Enough, may, perhaps, have been said concerning this original invention; therefore this article will not be encumbered with quotations of all those passages relative to mills, which are found in ancient authors, as they would afford but little additional information. Neither will mythological records be disturbed to inquire to which deity or hero the invention was originally attributed; or to ascertain the descent of Milantes, whom Stephanus distinguishes by that honour, or how those millstones were constructed which are alleged to have been built by Myletes, son of Lelex, King of Laconia; but we shall proceed to the invention of Water-Mills.
These appear to have been introduced about the period of Mithridates, contemporary with Cæsar and Cicero. Strabo, relating that there was a water-mill near the residence of the Pontian king, that honour has been ascribed to him; but so far is this remote from certainty, that nothing can be inferred from thence, other than that water-mills at that period were known in Asia. Pomponius Sabinus informs us, that the first water-mill seen at Rome was erected on the banks of the Tiber, a little before the time of Augustus; but of this there is no other proof than his simple assertion: he having taken the greater part of his remarks from the illustrations of Servius, he must have had a more perfect copy of that author than any now remaining, and from these his information might have come.
The most certain proof we have that Rome had water-mills in the time of Augustus, is, that Vitruvius has told us so; but those mills were not corn-mills, they were hydraulic engines, which he describes in his works.
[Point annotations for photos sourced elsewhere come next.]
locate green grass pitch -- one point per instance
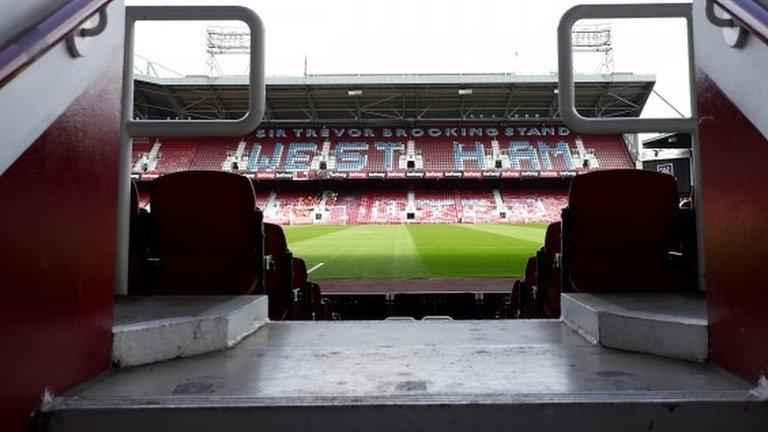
(415, 251)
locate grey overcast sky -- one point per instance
(426, 36)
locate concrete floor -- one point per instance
(345, 364)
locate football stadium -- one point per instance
(464, 216)
(443, 185)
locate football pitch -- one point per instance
(415, 251)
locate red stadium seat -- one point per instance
(208, 234)
(618, 230)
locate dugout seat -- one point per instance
(519, 303)
(208, 234)
(618, 230)
(278, 280)
(548, 273)
(311, 304)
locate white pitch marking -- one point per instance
(315, 268)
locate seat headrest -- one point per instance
(616, 191)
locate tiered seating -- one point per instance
(478, 207)
(609, 151)
(292, 208)
(212, 155)
(176, 155)
(383, 207)
(430, 206)
(436, 207)
(439, 154)
(534, 206)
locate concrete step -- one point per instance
(412, 376)
(159, 328)
(668, 325)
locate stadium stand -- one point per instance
(374, 154)
(415, 205)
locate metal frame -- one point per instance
(257, 91)
(393, 99)
(629, 125)
(136, 127)
(565, 68)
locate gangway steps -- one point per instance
(422, 376)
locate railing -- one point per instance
(752, 14)
(36, 40)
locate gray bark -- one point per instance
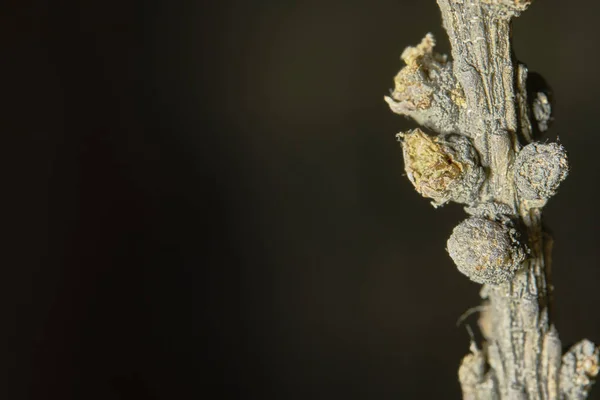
(481, 152)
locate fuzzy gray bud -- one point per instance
(539, 170)
(486, 251)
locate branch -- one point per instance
(486, 117)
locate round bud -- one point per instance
(486, 251)
(539, 170)
(442, 168)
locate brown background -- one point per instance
(208, 196)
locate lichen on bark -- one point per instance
(482, 119)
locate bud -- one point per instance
(486, 251)
(539, 170)
(442, 168)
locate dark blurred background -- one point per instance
(208, 197)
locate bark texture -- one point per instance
(480, 150)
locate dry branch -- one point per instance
(482, 153)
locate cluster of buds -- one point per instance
(447, 166)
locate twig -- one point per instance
(482, 153)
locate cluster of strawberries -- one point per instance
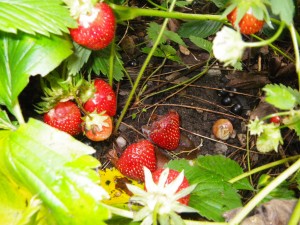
(98, 104)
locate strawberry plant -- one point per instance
(74, 47)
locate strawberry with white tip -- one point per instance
(97, 126)
(96, 24)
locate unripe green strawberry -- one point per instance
(65, 116)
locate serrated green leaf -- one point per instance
(100, 63)
(280, 96)
(201, 29)
(23, 55)
(213, 195)
(213, 198)
(17, 204)
(43, 159)
(232, 169)
(285, 10)
(35, 16)
(269, 139)
(76, 61)
(202, 43)
(154, 29)
(293, 122)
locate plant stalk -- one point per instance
(296, 50)
(129, 13)
(295, 217)
(264, 192)
(143, 68)
(264, 167)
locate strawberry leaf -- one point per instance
(269, 139)
(154, 29)
(213, 195)
(282, 97)
(201, 29)
(35, 16)
(100, 63)
(293, 122)
(216, 165)
(285, 10)
(57, 169)
(17, 204)
(23, 55)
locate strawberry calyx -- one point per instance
(57, 89)
(80, 8)
(95, 121)
(86, 91)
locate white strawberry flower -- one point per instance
(160, 200)
(228, 46)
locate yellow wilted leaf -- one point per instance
(115, 184)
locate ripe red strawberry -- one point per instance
(97, 127)
(275, 119)
(135, 157)
(172, 176)
(65, 116)
(103, 98)
(165, 132)
(96, 29)
(248, 24)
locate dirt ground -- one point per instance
(199, 103)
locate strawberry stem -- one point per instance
(296, 50)
(143, 68)
(128, 13)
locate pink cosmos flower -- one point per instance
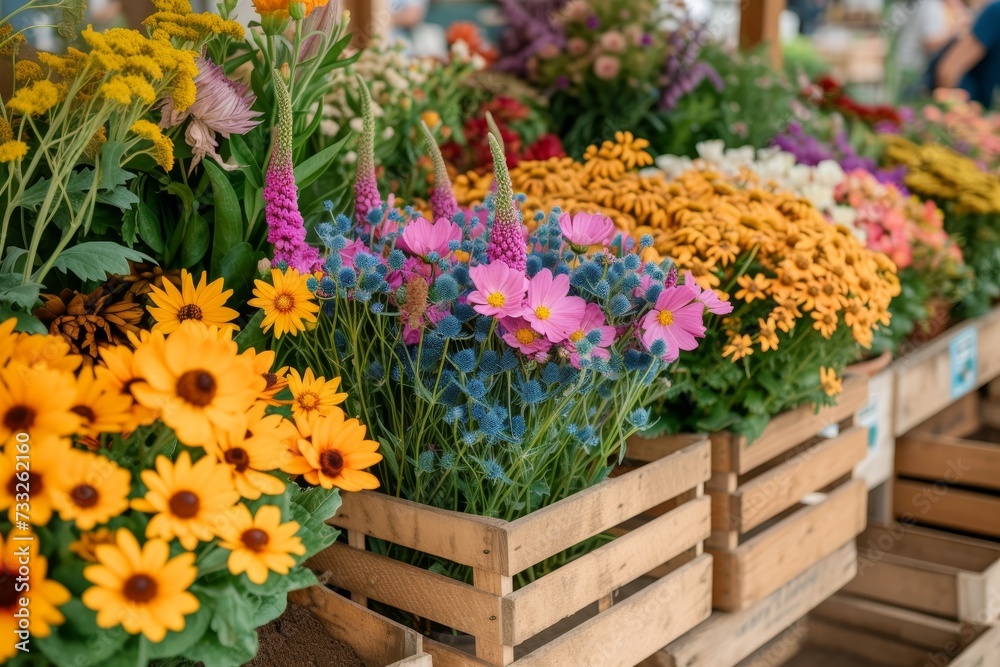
(583, 230)
(715, 305)
(549, 309)
(675, 320)
(593, 320)
(519, 335)
(421, 237)
(221, 106)
(499, 291)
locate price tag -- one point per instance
(964, 362)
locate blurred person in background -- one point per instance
(924, 28)
(972, 62)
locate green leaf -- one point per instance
(195, 242)
(13, 292)
(93, 260)
(228, 216)
(177, 643)
(250, 168)
(112, 174)
(149, 227)
(252, 335)
(308, 171)
(237, 270)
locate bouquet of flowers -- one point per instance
(970, 199)
(405, 91)
(805, 295)
(166, 496)
(606, 66)
(500, 370)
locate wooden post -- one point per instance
(759, 23)
(369, 19)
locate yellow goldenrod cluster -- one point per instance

From whence we learn that the ancients had wheels for raising water, which were driven by being trod upon by men; the usual employment for criminals, as may be learnt from Artemidorus. Also from a pretty epigram of Antipater; “Cease your work, ye maids, ye who laboured in the mill; sleep now, and let the birds sing to the ruddy morning; for Ceres has commanded the water nymphs to perform your task; these, obedient to her call, throw themselves on the wheel, force round the axle-tree, and by these means the heavy mill.” Antipater lived at the period of Cicero. Palladius, also, with equal clearness, speaks of water-mills, which he advises to be built on estates where is running water, in order to grind corn without men or cattle.